Hal ini dikarenakan masih banyak masyarakat yang belum mengetahui atau kurang sosialisasi, bahwa ruas jalan tol Pejagan-Brebes Timur sepanjang 20 kilometer itu sudah resmi dibuka.
Pantauan PanturaNews di pintu exit tol Brebes Timur, Jumat 18 Juni 2016, ramainya kendaraan masih terlihat yang melalui jalur pantura, baik dari arah Jakarta menuju Semarang atau sebaliknya.
Sedangkan kendaraan yang masuk tol dari arah Jakarta tujuan Jawa Tengah, dan kendaraan yang keluar lewat jalur pantura masih relatif sepi. Demikian juga kendaraan dari arah berlawanan, yakni yang hendak masuk tol Pejagan-Brebes Timur, juga masih terlihat lengang.
Terkait waktu tempuh dengan melalui tol Pejagan-Brebes Timur, diakui memang lebih cepat ketimbang lewat jalur konvensional, yakni jalur pantura.
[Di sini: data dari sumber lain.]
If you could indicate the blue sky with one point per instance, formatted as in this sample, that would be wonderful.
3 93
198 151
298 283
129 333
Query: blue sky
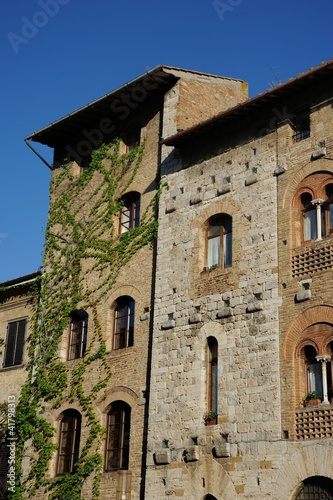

Ari, salah seorang pengemudi kendaraan dari arah Jakarta tujuan Jogyakarta, menuturkan, dari Jakarta sampai Brebes yang biasanya enam jam lebih, sekarang hanya tiga sampai empat jam.
"Saya dari Jakarta sampai Brebes lewat jalur pantura biasanya enam jam lebih, sekarang lewat tol hanya tiga jam lebih," kata Ari, warga asal Jogyakarta ini.
Sementara, Kepala Unit Pengaturan Penjagaan Pengawalan dan Patroli Polres Brebes, IPTU Suroto memperkirakan masih sepinya kendaraan yang masuk melalui tol Pejagan-Brebes Timur ini, karena belum banyak masyarakat yang mengetahui bahwa tol ini sudah diresmikan oleh Presiden Jokowi atau masih kurangnya sosialisasi.
Suroto menambahkan, terkait kelengkapan prasarana jalan mulai marka jalan, lampu penerangan hingga trafik light saat ini sudah terpasang di sepanjang ruas jalan tol, mulai dari pintu tol Pejagan hingga pintu tol Brebes Timur.